Knowledge Discovery and User Modelling for Smart Cities
Special Issue on Knowledge Discovery and User Modelling for Smart Cities
Personal and Ubiquitous Computing Journal (Springer - ISSN: 1617-4917)
Aim and Scope
User modelling and personalization are commonly used in multiple tasks, in which users are characterized based only on explicit information about their knowledge, behaviour, social relations or preferences, aiming at adapting generic systems to the particularities of each user. The ubiquitousness of social networking sites, and mobile and smart-devices offers new information sources, opportunities and challenges for changing the personalisation paradigm.
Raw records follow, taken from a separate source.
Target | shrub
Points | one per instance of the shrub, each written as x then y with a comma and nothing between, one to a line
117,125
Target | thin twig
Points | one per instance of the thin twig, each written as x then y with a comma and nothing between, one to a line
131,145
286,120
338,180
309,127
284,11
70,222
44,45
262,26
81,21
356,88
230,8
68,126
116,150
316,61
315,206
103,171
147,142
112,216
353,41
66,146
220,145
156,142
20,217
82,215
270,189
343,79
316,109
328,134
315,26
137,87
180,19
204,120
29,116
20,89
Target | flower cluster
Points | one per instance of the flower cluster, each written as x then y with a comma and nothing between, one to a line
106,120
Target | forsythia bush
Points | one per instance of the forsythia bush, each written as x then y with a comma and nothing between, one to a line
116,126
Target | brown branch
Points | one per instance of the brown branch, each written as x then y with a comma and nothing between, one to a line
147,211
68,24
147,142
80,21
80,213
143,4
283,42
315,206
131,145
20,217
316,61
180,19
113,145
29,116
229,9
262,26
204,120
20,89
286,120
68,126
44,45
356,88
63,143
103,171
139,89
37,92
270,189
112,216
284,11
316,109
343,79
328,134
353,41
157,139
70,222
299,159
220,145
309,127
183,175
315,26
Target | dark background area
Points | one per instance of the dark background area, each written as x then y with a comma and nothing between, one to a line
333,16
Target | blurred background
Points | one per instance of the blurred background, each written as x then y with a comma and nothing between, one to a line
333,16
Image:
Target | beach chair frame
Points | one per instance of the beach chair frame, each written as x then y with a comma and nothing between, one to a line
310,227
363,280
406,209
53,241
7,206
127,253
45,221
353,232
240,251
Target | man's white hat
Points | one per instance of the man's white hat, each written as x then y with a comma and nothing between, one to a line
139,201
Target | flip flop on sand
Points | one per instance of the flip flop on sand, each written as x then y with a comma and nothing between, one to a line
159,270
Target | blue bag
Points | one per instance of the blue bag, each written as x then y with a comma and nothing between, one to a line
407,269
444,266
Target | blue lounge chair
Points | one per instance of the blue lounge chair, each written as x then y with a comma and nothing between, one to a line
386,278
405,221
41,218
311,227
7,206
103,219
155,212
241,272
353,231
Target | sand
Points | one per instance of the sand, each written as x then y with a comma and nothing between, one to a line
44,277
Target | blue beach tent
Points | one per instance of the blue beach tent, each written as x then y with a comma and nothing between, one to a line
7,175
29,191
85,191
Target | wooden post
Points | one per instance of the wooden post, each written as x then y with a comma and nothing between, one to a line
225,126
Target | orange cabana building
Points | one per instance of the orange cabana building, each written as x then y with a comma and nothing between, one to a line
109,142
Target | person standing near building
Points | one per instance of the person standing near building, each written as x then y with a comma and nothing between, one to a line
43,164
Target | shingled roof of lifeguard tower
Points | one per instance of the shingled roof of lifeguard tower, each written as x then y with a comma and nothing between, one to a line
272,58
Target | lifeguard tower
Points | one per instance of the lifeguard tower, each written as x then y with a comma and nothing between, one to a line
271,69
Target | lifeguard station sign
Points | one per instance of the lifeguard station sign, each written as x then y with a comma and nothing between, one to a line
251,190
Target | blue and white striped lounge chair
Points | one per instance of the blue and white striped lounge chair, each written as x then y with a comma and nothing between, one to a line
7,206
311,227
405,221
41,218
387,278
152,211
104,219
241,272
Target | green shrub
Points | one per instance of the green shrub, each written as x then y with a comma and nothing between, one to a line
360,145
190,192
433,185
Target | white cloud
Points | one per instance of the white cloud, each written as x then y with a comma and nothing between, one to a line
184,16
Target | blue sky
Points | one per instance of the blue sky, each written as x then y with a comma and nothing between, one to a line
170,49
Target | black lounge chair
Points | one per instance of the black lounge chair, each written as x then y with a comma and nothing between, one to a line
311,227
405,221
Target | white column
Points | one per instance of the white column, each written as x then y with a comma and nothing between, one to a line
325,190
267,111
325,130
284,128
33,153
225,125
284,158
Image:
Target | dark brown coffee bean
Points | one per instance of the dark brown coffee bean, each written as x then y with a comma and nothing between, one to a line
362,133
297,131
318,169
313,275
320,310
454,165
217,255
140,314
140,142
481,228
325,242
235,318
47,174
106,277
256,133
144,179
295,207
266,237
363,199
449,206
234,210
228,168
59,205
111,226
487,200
In conjunction, the analysis of new data sources (such as social media and smart devices, amongst others) offers new research opportunities across a wide variety of disciplines, including media and communication studies, linguistics, sociology, health, psychology, information and computer sciences, or education. This allows to mine and analyse user behaviour aiming at discovering knowledge that would allow to better understand users (and ourselves), and thereby create more accurate models and personalisation strategies. Hence, a significant need arises for further development of innovative methods and approaches that are able to mine and deal with such new data sources, which has important implications in the context of inclusive eGovernment and Smart Cities. In this context, applications could leverage on the user’s models to design and tailor services according to the characteristics and needs of each particular citizen.
The aim of this special issue is to explore recent advances in mining and understanding data generated by citizens, as well as how to tackle the new challenges that arise. For example, the process of knowledge discovery, the long-term availability of data, the interpretation of user-generated information, ethical and legal considerations, the heterogeneous nature of information, the high volume of available data, and the creation of long-term user models that adapt to the dynamics of life, amongst others.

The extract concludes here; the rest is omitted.